It’s been a month of traffic from Bad bots – yes, recently my website received thousands of impressions from a bad referral website called clictune. It took a while for me to understand and stop those unwanted traffic from eating my server resources. For the past couple of days I see something like ‘WeSEE_Bot:we_help_monitize_your_site‘ in my Google Analytics report which claims to be a Browser and drives hundreds of visits to my site’s homepage. After googling, I understand that the traffic is being generated by an advertising agency called wesee dot com. I also read few forums where many website owners reported similar observation.

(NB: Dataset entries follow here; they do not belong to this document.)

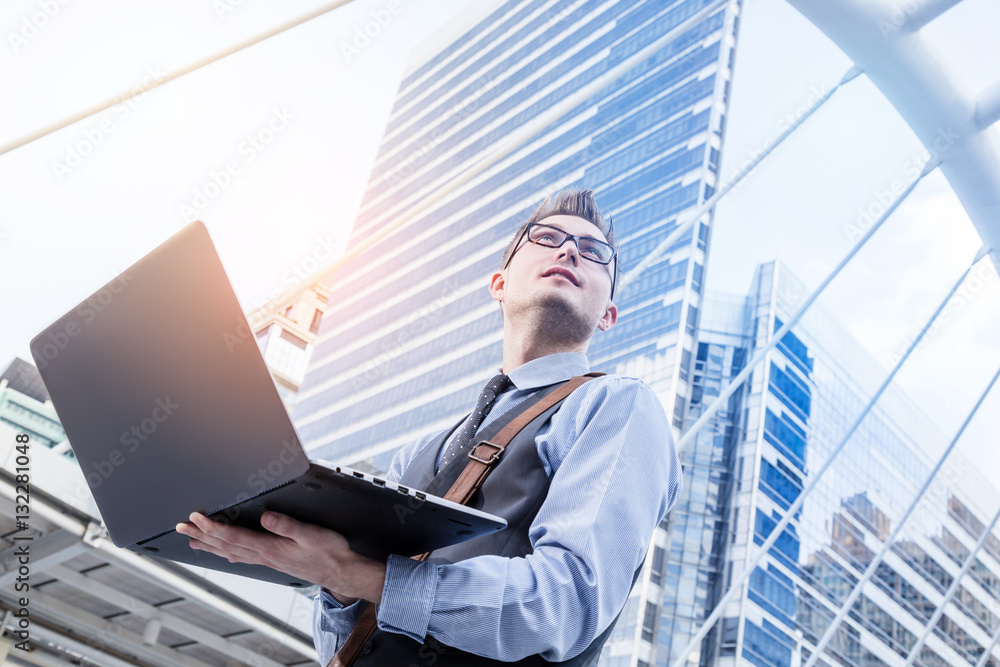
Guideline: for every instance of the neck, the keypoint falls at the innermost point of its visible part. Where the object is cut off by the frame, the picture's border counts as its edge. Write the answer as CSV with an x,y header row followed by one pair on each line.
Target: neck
x,y
522,344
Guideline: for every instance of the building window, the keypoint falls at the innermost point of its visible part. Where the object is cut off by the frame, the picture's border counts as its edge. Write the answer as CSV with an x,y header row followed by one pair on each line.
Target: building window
x,y
649,622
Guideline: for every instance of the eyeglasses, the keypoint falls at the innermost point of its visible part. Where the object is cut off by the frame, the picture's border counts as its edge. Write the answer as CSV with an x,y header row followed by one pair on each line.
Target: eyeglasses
x,y
588,247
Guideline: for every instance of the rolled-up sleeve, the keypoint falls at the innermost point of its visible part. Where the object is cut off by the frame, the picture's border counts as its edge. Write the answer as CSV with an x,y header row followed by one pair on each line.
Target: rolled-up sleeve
x,y
614,476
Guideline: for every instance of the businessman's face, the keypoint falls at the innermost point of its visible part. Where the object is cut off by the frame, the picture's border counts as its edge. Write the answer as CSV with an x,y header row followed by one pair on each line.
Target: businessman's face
x,y
566,286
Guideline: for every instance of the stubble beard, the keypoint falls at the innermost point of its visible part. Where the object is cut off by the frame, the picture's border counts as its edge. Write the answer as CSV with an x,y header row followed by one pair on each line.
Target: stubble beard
x,y
551,318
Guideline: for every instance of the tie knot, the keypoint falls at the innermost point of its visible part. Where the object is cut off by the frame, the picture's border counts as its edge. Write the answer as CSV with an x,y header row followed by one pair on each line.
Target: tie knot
x,y
496,386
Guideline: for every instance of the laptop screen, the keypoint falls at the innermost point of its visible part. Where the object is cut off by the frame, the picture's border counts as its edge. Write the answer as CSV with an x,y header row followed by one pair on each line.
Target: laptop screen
x,y
164,394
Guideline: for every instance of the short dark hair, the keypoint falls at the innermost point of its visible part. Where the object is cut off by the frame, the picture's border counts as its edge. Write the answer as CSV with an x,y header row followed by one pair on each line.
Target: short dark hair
x,y
576,202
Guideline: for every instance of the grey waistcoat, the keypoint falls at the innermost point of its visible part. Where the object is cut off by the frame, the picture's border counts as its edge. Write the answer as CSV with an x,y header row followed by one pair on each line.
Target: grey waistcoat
x,y
515,490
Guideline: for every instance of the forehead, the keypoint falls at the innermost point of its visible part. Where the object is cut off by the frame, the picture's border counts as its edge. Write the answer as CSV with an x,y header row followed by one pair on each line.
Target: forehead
x,y
574,225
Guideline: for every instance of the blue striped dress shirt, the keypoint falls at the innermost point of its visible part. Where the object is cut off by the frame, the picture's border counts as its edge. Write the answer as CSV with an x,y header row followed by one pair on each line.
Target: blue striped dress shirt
x,y
614,473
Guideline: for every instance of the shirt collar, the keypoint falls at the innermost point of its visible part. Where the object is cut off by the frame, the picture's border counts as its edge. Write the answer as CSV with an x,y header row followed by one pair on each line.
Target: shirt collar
x,y
549,369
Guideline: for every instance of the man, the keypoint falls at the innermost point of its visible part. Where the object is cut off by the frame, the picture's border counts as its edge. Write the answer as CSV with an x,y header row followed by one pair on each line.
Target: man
x,y
605,474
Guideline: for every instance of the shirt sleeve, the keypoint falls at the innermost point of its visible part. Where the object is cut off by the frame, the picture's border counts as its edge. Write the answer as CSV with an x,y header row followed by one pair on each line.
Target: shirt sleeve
x,y
332,621
616,474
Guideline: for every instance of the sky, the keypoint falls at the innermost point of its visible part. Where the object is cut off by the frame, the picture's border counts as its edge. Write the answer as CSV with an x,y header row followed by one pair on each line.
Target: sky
x,y
272,147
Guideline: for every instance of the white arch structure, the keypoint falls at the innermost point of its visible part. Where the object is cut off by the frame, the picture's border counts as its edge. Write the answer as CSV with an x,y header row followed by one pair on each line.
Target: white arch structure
x,y
885,40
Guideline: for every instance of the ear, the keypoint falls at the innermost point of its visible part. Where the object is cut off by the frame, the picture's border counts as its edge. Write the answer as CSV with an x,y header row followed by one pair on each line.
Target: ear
x,y
609,318
498,282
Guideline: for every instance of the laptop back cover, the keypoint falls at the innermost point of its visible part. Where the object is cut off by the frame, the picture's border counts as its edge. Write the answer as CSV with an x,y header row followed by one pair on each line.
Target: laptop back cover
x,y
164,395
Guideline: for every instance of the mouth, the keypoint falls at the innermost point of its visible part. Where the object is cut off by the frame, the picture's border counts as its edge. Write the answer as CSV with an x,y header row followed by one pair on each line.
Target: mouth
x,y
565,273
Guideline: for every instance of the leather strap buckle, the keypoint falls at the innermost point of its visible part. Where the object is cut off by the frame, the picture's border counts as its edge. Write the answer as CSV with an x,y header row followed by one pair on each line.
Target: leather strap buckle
x,y
494,457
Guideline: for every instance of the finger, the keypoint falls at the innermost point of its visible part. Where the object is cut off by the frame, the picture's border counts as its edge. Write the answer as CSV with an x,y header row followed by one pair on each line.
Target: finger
x,y
219,546
219,533
283,525
302,534
229,555
203,542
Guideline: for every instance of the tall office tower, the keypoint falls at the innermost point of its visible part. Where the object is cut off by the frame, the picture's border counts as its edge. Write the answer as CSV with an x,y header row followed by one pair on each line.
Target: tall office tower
x,y
411,333
774,436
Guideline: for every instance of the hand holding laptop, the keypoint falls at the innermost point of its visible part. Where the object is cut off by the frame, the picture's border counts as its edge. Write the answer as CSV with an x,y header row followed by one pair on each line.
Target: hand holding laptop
x,y
308,552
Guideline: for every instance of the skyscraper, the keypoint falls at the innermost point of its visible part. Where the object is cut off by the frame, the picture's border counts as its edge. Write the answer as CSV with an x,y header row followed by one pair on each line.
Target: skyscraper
x,y
776,433
411,332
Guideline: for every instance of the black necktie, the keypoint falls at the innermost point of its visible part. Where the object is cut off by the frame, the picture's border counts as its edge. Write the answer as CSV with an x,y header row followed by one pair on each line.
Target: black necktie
x,y
461,443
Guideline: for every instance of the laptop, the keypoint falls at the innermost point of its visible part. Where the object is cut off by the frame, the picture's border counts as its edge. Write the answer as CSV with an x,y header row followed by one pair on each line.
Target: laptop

There are couple of ways to stop ‘WeSEE_Bot:we_help_monitize_your_site‘ bot from crawling your website. The method one – disallowing crawl via robots.txt file (but according to a post at CARA, the bot seems to request robots.txt and continues to crawl the website). The second method – blocking using .htaccess.
Just copy and paste the below lines in .htaccess:
BrowserMatchNoCase WeSEE_Bot bad_bot Order Deny,Allow Deny from env=bad_bot
In order to block a bot by a user agent string, look out for a part of the string that’s unique to that robot. For eg., ‘WeSEE_Bot‘ from ‘WeSEE_Bot:we_help_monitize_your_site‘. The first line ‘BrowserMatchNoCase‘ checks the user agent string that contains ‘WeSEE_Bot‘ and sets an environment variable called ‘bad_bot‘.
Note : Since we’ve used ‘BrowserMatchNoCase‘, you can specify both the uppercase and lowercase letters. If you are very particular about the case, then you can use ‘BrowserMatch‘.
The last line tells the server to deny request from ‘bad_bot‘. Let me know if you find a better way to solve this issue.